It is ironic that the high point of the relationship between Valentino Rossi and Ducati came as he rode the first few meters out of pit lane and on to the track at the Valencia MotoGP test in November 2010. All of the excitement that had been building since the first rumors emerged in early June that the nine time world champion would be leaving Yamaha to join the iconic Italian manufacturer culminated as Rossi emerged from a crowd of photographers and powered down pit lane, watched by a large group of fans who had come to the test to see this very moment.
From that point on, it was all downhill. Within a few laps, it was clear that Rossi would struggle with this bike, and though everyone was putting a brave face on his performance, he left the test in 15th place, one-and-three-quarters of a second behind his ex-teammate Jorge Lorenzo, and 1.7 seconds behind Casey Stoner, the man whose bike he was now riding and who had left Ducati to join Honda. The contrast between the two could not be greater: where Stoner was bullying the Honda around as if he had been born on the RC212V, Rossi – handicapped in part by his still-injured shoulder – looked like a frightened rookie, thoroughly intimidated by the bike.

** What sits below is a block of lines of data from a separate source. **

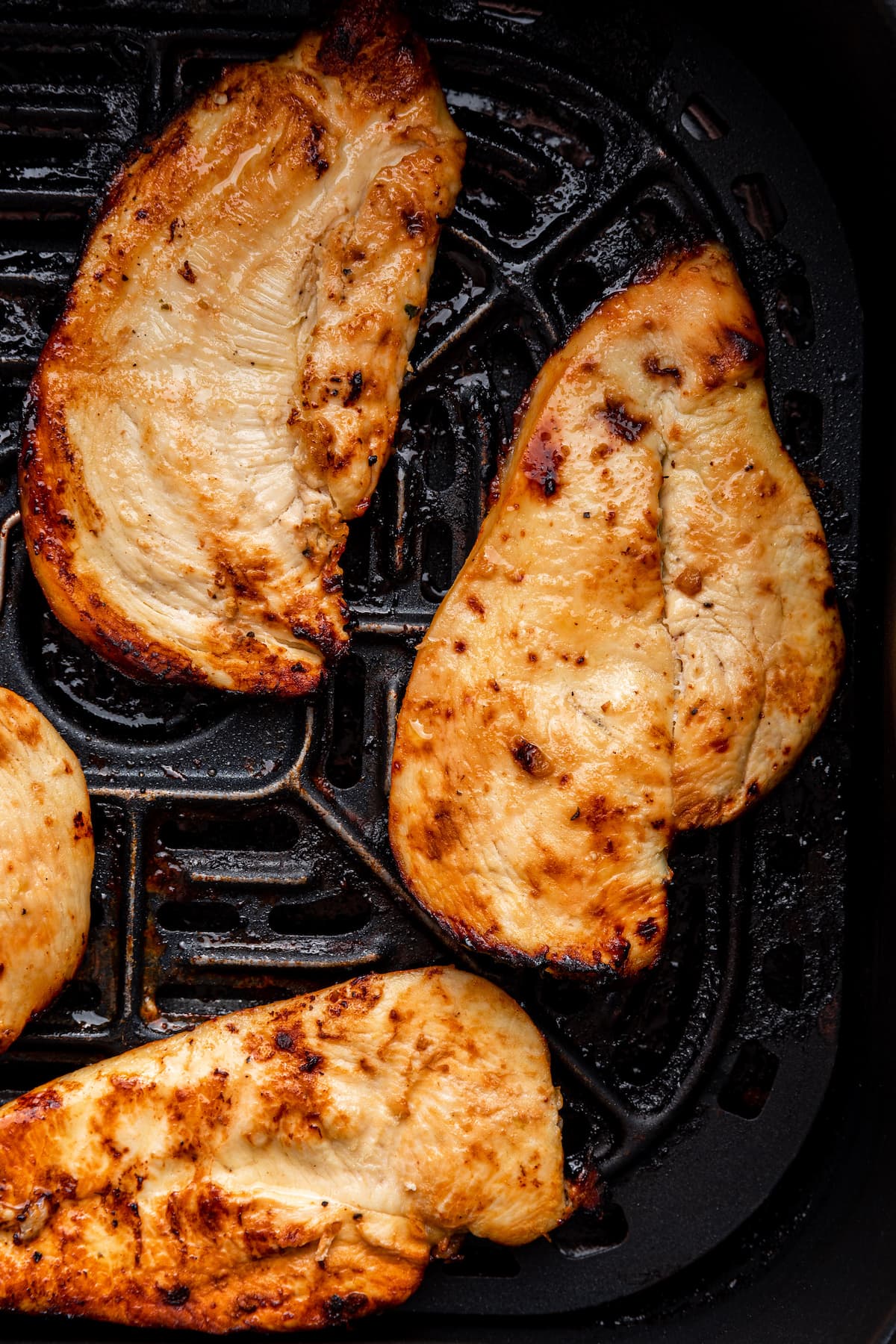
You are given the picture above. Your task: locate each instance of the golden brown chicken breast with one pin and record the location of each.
(46, 863)
(644, 636)
(284, 1167)
(220, 394)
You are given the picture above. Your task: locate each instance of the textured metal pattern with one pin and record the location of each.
(242, 850)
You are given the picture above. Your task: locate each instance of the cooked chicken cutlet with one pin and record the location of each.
(642, 638)
(284, 1167)
(220, 394)
(46, 863)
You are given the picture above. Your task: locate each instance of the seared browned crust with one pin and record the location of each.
(46, 863)
(750, 596)
(644, 636)
(220, 398)
(285, 1167)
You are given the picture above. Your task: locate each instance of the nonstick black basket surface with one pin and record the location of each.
(242, 851)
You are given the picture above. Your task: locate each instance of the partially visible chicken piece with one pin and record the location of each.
(284, 1167)
(46, 863)
(531, 799)
(750, 597)
(644, 638)
(220, 394)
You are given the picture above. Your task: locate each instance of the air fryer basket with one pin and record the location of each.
(242, 850)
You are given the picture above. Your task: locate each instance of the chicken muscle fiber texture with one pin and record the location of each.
(284, 1167)
(642, 638)
(46, 863)
(220, 394)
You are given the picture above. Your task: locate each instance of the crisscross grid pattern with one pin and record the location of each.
(242, 848)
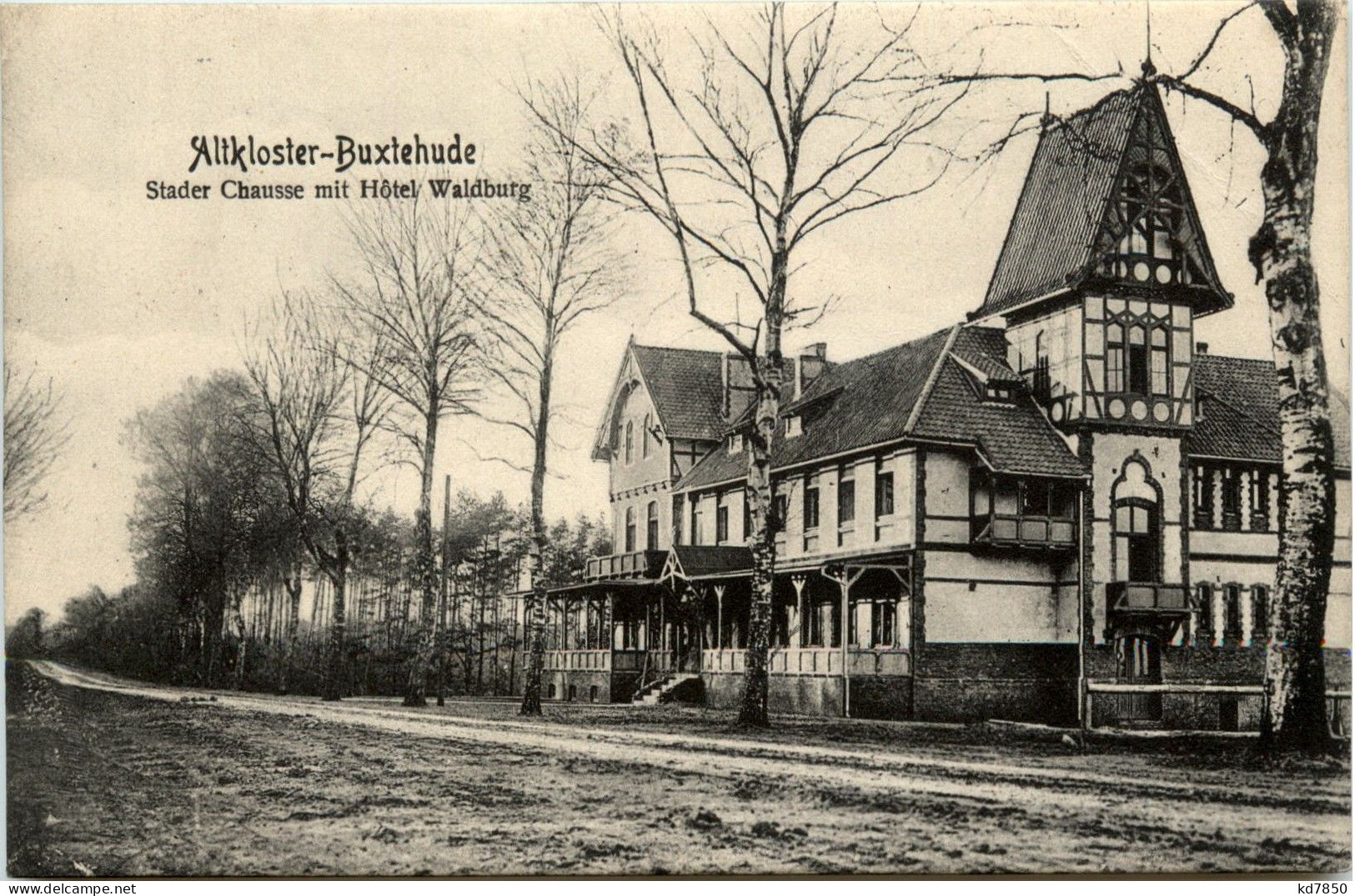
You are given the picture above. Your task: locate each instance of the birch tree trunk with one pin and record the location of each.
(1282, 253)
(293, 629)
(338, 626)
(537, 553)
(416, 689)
(752, 711)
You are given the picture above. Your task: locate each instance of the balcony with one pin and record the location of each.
(1147, 598)
(1025, 531)
(633, 564)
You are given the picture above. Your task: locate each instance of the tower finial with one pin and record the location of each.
(1149, 69)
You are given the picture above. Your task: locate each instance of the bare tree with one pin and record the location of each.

Rossi learned two important but disturbing things at that test: the first was that the Ducati was a much, much worse bike than he had expected. Stoner’s brilliance and the genius of his crew chief Cristian Gabbarini had flattered the machine, disguising its massive weakness. The second was that Casey Stoner had to be a much, much better rider than he thought if the Australian had managed to be competitive on the bike that had so shaken Rossi’s confidence. Throughout the year, as Rossi struggled, he was forced to answer the same question over and over again. Why could he, the man with nine world titles and widely regarded as one of the greatest racers of all time, not be competitive on the bike that Stoner had won three races on the previous season, and put on the podium at Valencia before handing it over to Rossi? “Casey rode this bike in a special way,” Rossi answered every time. “I cannot ride this bike like that.”

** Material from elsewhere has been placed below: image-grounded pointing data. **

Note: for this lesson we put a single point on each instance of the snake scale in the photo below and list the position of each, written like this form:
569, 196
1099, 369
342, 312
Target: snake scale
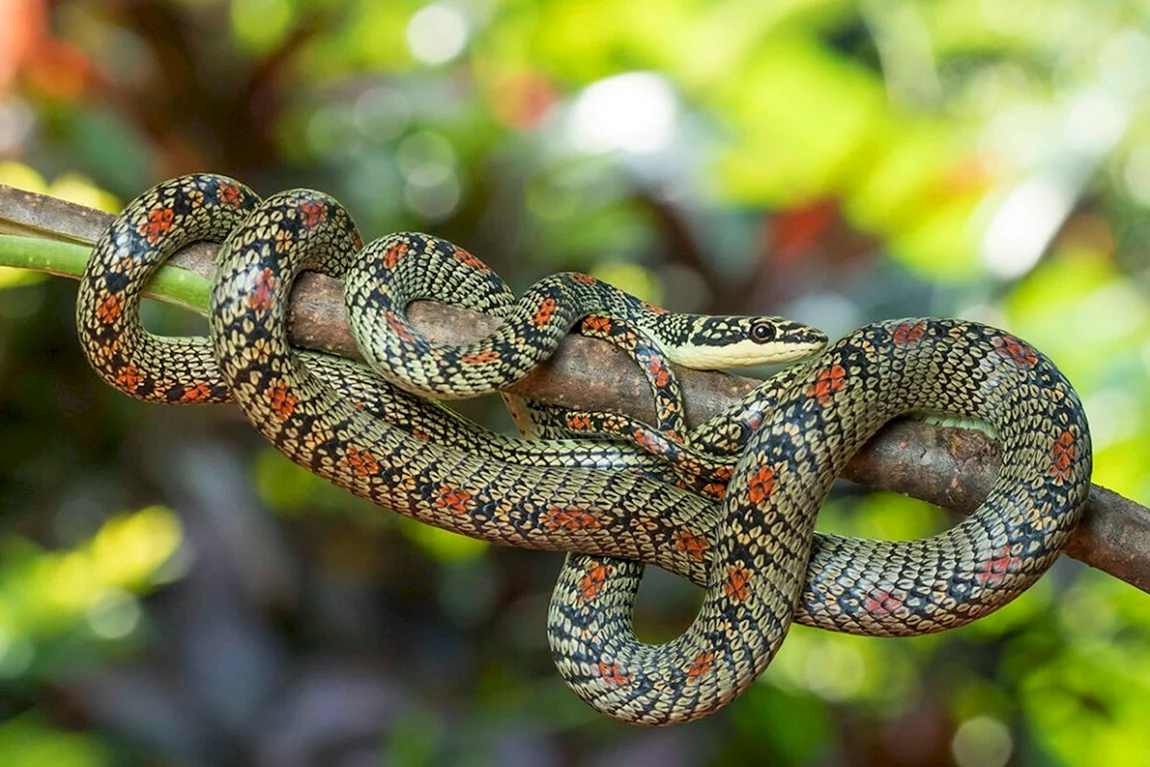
756, 552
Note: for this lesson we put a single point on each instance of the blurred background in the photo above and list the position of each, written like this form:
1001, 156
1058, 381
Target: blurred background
174, 592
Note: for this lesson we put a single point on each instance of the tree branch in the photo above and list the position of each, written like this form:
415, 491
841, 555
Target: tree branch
952, 468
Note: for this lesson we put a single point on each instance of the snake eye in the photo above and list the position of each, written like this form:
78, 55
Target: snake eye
763, 332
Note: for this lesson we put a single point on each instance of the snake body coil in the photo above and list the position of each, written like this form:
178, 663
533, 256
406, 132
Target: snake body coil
756, 553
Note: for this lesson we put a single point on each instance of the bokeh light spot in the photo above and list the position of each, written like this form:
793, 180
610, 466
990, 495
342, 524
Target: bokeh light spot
436, 33
634, 113
982, 742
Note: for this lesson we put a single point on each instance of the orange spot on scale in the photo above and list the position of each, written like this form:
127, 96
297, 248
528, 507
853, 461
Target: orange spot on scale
159, 222
360, 461
579, 422
715, 490
761, 484
612, 674
738, 583
313, 213
700, 666
129, 377
283, 403
231, 196
590, 583
828, 382
1016, 351
690, 544
1064, 452
197, 393
544, 313
569, 519
392, 255
659, 374
453, 499
595, 324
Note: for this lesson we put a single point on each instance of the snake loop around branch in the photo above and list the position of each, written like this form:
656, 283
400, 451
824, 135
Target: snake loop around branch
756, 552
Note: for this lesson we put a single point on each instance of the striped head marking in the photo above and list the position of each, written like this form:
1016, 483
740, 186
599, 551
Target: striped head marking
733, 342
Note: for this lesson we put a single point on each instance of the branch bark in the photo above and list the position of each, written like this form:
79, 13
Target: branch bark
952, 468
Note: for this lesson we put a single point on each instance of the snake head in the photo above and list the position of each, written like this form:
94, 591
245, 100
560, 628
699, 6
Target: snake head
736, 342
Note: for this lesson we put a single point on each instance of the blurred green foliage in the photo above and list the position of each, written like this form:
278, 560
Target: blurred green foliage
834, 161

Understanding that Stoner could be so competitive on the Ducati must have been a blow to Rossi’s confidence and his self image. After their legendary and heart-stopping duel at Laguna Seca, Rossi had felt he had the measure of the Australian, beating Stoner more often than not and taking the 2008 and 2009 titles. Once he realized that throughout that period, Stoner had been bringing a knife to a gunfight and still regularly beating him – even after the introduction of the spec tire – Rossi must have asked questions of his own ability.